Hasan Amat (alternatively Hason or Hassan; 1894-1917) was a Canadian soldier. Hasan Amat was born in Singapore in 1894, then part of the British Straits Settlements. He served as a private in the Royal Canadian Regiment, the 4th Overseas Pioneer Battalion, and the 1st Canadian Infantry Battalion. Amat died at the Battle of Hill 70; he was one of 22 Muslim Canadians to serve and the only one to die in the First World War. He is recognized on the Vimy Memorial.

==Early life==

Hasan Amat was born in Singapore in 1894, then part of the British Straits Settlements. Little is known about his early life before he later immigrated to Canada.

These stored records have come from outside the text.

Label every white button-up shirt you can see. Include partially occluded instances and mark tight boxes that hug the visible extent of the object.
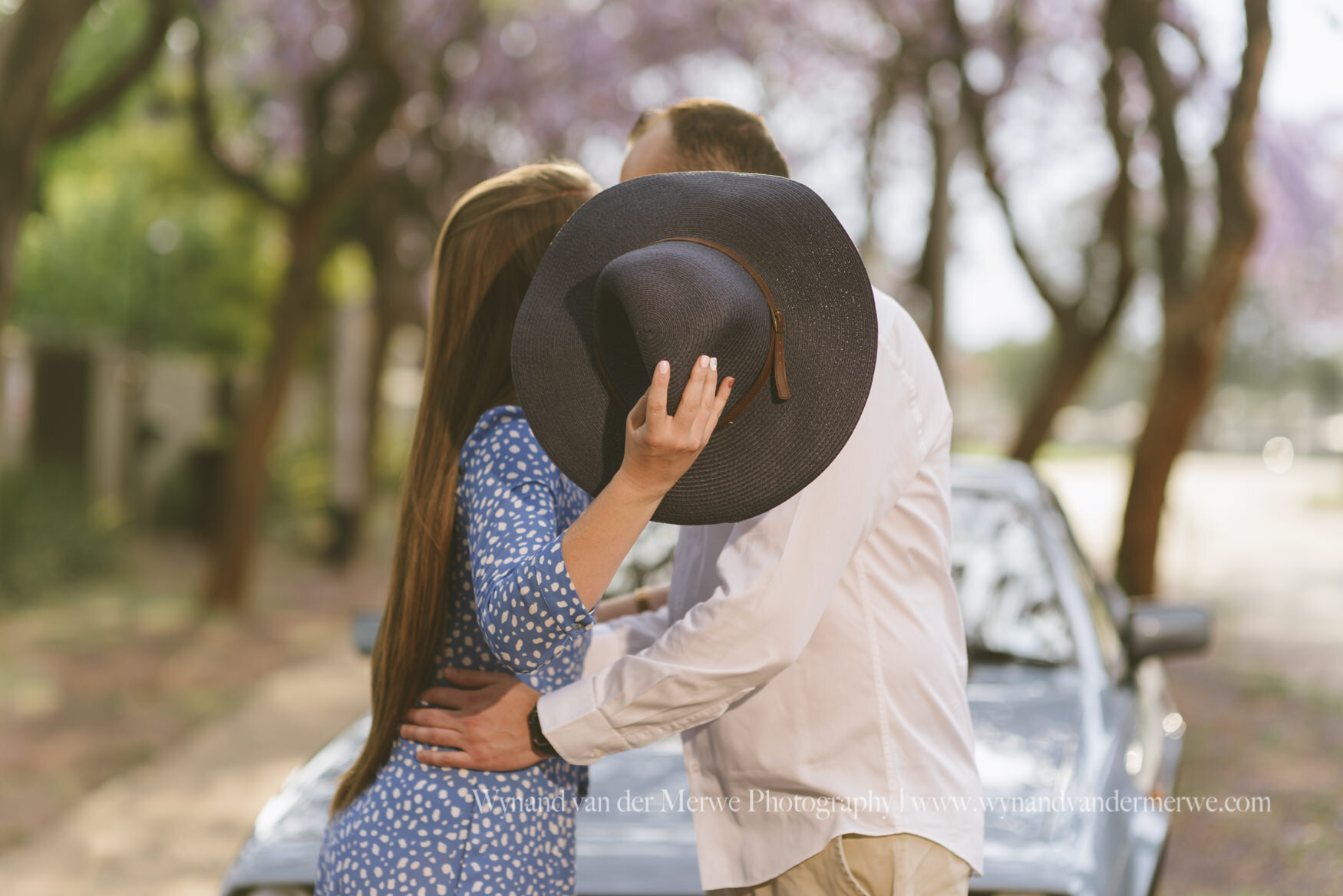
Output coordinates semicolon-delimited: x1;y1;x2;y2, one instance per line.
539;293;983;889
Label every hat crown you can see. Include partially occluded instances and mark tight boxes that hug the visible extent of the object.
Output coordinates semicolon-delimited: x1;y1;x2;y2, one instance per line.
594;240;772;413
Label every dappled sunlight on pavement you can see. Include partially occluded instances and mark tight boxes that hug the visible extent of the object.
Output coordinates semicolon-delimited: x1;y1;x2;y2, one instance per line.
0;646;368;896
1038;453;1343;693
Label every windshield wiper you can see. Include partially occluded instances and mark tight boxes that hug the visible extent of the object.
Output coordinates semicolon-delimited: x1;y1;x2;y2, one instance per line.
965;644;1062;669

==First World War service==

During the First World War, Amat enlisted in the Canadian Expeditionary Force. He served as a private in a Canadian infantry unit that was part of the Canadian Corps on the Western Front in France.

==Death==

Amat was killed in action on 20 August 1917 during the Battle of Hill 70, a major Canadian Corps offensive fought near Lens, France. The battle formed part of a series of operations conducted by the Canadian Corps in the summer of 1917.

==Legacy==

Because his body was not recovered or identified after the battle, Amat has no known grave. He is commemorated on the
Vimy Memorial, which lists members of the Canadian Expeditionary Force who died in France and have no known resting place.

Historical research, including Richard Holt's Filling the Ranks: Manpower in the Canadian Expeditionary Force, 1914–1918 (2017) and archival notes held by the Royal Canadian Regiment Museum in London, Ontario, identifies Amat as one of approximately 22 known Muslim soldiers who served in the Canadian Expeditionary Force during the
First World War, and the only one known to have been killed in action during the conflict.